Sunungura Rusununguko

No. 32, 40, 34
- Position: Defensive lineman

Personal information
- Born: April 12, 1978 (age 48)
- Listed height: 6 ft 3 in (1.91 m)
- Listed weight: 270 lb (122 kg)

Career information
- High school: Indianapolis (IN) Franklin Central
- College: Ball State
- NFL draft: 2001: undrafted

Career history
- Indiana Firebirds (2001–2003); Colorado Crush (2004); Las Vegas Gladiators (2005)*; New Orleans VooDoo (2005); New York Dragons (2006)*; RiverCity Rage (2009);
- * Offseason or practice squad member only

Awards and highlights
- Second-team All-MAC (2000);
- Stats at ArenaFan.com

= Sunungura Rusununguko =

American football player (born 1978)

Sunungura "Gogo" Rusununguko (born April 12, 1978) is an American former professional football player who played four seasons in the Arena Football League (AFL) with the Indiana Firebirds, Colorado Crush and New Orleans VooDoo. He played college football at Ball State University. He was also a member of the Las Vegas Gladiators, New York Dragons and RiverCity Rage.

==Early life==
Rusununguko attended Franklin Central High School in Indianapolis, Indiana, where he played both as an offensive lineman and defensive lineman.
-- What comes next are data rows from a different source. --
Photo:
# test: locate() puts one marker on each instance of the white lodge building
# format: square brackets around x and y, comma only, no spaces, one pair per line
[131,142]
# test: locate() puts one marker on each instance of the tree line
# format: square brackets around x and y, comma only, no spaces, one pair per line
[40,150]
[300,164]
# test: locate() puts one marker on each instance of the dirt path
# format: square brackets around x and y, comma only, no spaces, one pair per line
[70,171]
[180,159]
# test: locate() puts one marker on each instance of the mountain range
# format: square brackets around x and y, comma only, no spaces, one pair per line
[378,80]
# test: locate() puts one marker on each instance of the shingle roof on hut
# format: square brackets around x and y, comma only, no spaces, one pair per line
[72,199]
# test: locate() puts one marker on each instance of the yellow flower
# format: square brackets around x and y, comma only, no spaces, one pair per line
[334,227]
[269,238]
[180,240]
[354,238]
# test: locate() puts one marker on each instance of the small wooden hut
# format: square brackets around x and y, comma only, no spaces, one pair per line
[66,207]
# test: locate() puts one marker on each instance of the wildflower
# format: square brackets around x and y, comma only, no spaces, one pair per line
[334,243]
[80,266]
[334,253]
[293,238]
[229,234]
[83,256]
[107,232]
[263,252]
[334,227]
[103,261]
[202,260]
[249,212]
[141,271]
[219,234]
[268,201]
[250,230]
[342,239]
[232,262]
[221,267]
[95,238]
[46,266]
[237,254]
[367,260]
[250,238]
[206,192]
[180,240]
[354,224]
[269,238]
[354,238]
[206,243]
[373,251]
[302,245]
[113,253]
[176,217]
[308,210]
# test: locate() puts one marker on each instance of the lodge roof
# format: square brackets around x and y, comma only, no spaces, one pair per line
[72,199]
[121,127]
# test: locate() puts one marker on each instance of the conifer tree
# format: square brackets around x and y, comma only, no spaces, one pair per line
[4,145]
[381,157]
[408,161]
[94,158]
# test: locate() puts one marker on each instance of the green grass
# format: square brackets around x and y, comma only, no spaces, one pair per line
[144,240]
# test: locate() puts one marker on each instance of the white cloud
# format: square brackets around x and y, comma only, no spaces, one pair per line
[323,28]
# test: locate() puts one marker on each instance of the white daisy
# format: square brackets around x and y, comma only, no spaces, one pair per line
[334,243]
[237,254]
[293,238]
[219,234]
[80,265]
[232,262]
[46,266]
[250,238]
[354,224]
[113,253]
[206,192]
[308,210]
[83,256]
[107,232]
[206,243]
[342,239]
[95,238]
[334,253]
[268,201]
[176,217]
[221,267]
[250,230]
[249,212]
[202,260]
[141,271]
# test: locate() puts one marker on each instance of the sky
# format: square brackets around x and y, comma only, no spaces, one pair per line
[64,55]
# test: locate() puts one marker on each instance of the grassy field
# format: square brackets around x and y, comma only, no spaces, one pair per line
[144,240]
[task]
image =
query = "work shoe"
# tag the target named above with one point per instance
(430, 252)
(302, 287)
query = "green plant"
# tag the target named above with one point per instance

Rusununguko also competed in wrestling. As a junior, he placed third at the state championships at 215 pounds. As a senior, he posted a perfect 41–0 record and captured the state title at heavyweight.

==College career==
Rusununguko played for the Ball State Cardinals from 1996 to 2000. He was the co-winner, along with Adrian Reese, of the John Hodge Award for Ball State Outstanding Freshman in 1996 as a defensive tackle. Rusununguko missed the entire 1998 season due to osteomyelitis, a rare bone infection. He earned second team All-Mid-American Conference honors and was a team captain for the Cardinals in 2000.

==Professional career==
Rusununguko was a member of the Indiana Firebirds of the AFL from 2001 to 2003. He signed with the AFL's Colorado Crush on November 17, 2003. He was traded to the Las Vegas Gladiators on January 20, 2005. However, he was waived by the Gladiators several days later. Rusununguko was signed by the New Orleans VooDoo of the AFL on January 27, 2005. He signed with the AFL's New York Dragons on October 17, 2005. He was released by the Dragons on January 10, 2006. Rusununguko was listed as a fullback/linebacker while playing in the AFL. He played for the RiverCity Rage of the Indoor Football League in 2009.

==Shooting==
Rusununguko, working as a security guard, was involved in a shooting following a disturbance at an Indianapolis, Indiana bar on January 1, 2008, that left security guard Ronnie Croom dead and four others injured. As of 2011, the case remained unsolved and Rusununguko was arraigned on a gun charge.